世界を飛び回る!舞台はサウジアラビア・リヤドへ
彼の活動は北米だけにとどまりません。動画の後半では、サウジアラビアの首都リヤドへと飛びます。
急成長する中東の熱気
彼が参加したのは、巨大なカンファレンス「Biban 24」。会場の広さと参加者の熱気に、彼は「この地域は燃えている」と驚きを隠せません。「20年後、この地域がどうなっているか、信じられないほどだ」と語る彼の表情からは、新たなビジネスチャンスに対する興奮が伝わってきます。
圧巻の絶景!「世界の果て」を訪れて
ビジネスの合間には、リヤド近郊の絶景スポット「Edge of the World(世界の果て)」を訪れます。どこまでも続く断崖絶壁の上に立ち、彼はその壮大な風景に言葉を失います。ここはかつて海底だった場所であり、人類文明発祥の地の一部でもあります。
数千年前の歴史に思いを馳せながら、彼はこの土地の持つエネルギーを全身で感じているようでした。ラクダの乳を飲んだり、名産のデーツを味わったりと、現地の文化に触れる姿も印象的です。こうした異文化体験が、彼の視野を広げ、新たなインスピレーションの源となっているのでしょう。

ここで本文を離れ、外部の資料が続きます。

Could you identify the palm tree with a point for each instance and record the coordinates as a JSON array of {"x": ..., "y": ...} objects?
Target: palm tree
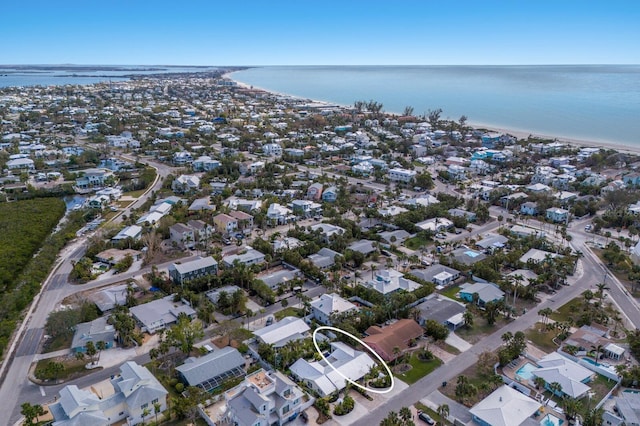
[{"x": 443, "y": 412}]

豆知識:「Edge of the World」とは?正式名称はジュベル・フィフライン(Jebel Fihrayn)。約1億6千万年前のジュラ紀に形成された崖で、かつては海の底でした。リヤドから車で約2時間ほどの距離にある人気の観光スポットです。
成功の秘訣は「情熱」と「行動」にあり
ロバート・ハージャベック氏の1週間は、CEOという肩書を降りてもなお、彼の情熱が全く衰えていないことを証明していました。家族を愛し、自己研鑽を怠らず、世界中を飛び回って人々にインスピレーションを与える。その原動力となっているのは、彼の母親の教えに代表される謙虚な姿勢と、常に新しいことに挑戦し続ける探求心です。
彼は動画の中で、起業家たちにこう語りかけています。「人生で成功するためには、とにかくその場に現れなければならない(show up)」。つまり、行動を起こさなければ何も始まらない、ということです。